Low Device to Device Bandwidth

I have a new i7 machine with Vista 64bit.

For some reason, I am getting poor performances on my bandwidth limitted application.

So, I run bandwidthTest.exe directly from the sdk without any modifications.

For a Quadro 5800 FX, I am getting 56GB/s (reported should be 102GB/s).

I then, replaced that card with a GTX 285 and got 84GB/s (reported should be 159GB/s).

Does any one has a clue what can harm the device to device bandwidth?



Can anyone post the result he is getting by running bandwidthTest.exe for one of the following devices: Quadro FX 5800 or GTX 285?


% …/bin/linux/release/bandwidthTest

Running on…

  device 0:GeForce GTX 285

Quick Mode

Host to Device Bandwidth for Pageable memory


Transfer Size (Bytes) Bandwidth(MB/s)

33554432 2838.4

Quick Mode

Device to Host Bandwidth for Pageable memory


Transfer Size (Bytes) Bandwidth(MB/s)

33554432 2975.3

Quick Mode

Device to Device Bandwidth


Transfer Size (Bytes) Bandwidth(MB/s)

33554432 127582.8

&&&& Test PASSED

Press ENTER to exit…


So, up get 127GB/sec which is still not 159GB/sec as Nvidia reports but it is far better than what I get on the same GTX 285 device (84GB/sec).

What OS are you using?
And what driver version and CUDA version?

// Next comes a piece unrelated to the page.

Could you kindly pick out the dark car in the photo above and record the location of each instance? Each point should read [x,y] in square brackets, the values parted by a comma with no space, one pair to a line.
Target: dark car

Does anyone has a clue why I should have this problem?

It is not a malfunction of the device since I tested two different devices.

What is the output of deviceQuery?
Have you connected both pci-e power connectors?

SUSE 11.1, CUDA 2.2 beta, the driver is the one that goes with CUDA 2.2 beta (I don’t have the version number to hand right now).

Russell, what OS are you using?

What is SUSE?

I am using CUDA 2.1 on Vista 64bit with latest driver from NVIDIA’s site for each of the cards (QUADRO and GEFORCE).

Both connectors are connected to the PSU.

Suse= linux

OpenSUSE is Linux. I’m using version 11.1 (x86-64).

You could try using one of the many Linux distributions supported by CUDA. That would eliminate the Redmond factor.

I have tested the bandwidth of my device using my own copy kernel (and also using cudaMemcpy).

I was surprised to find out that on the 285 GTX, I’m getting 125GB/sec.

So, I guess the problem is in the CUDA SDK test application (bandwidthTest.exe).

So, I’m in a better shape than I thought :-)

Does anyone know why me and Russell get 125GB/sec rather than 159GB/sec (which is what Nvidia reports)?

That’s in fact quite normal. The number nVidia reports is the maximum theoretical bandwidth (bus width x frequency). That’s if the bus is 100% active for every clock cycle while the transfer takes place.

Unfortunately, theory and life rarely match up. Factoring memory latency, and any time the GPU spends recieving commands, the real life result you are getting takes shape.

I’m aware of that and in fact I do not expect to get exactly the theoretical bandwidth.

However, the test I made is using memcpy command which I expect to be extremely optimized. A kernel that implements such a copy operation is extremely short hence don’t use many commands.

Moreover, I run the test on a very large array (150MB). In such a case, the GPU is fully occupied and the latency should be completely hidden. I would like to know what exactly causes the slow down and why.

The device performs context switchs between blocks so it can hide the latency. Is it possible that this is what causing the delay?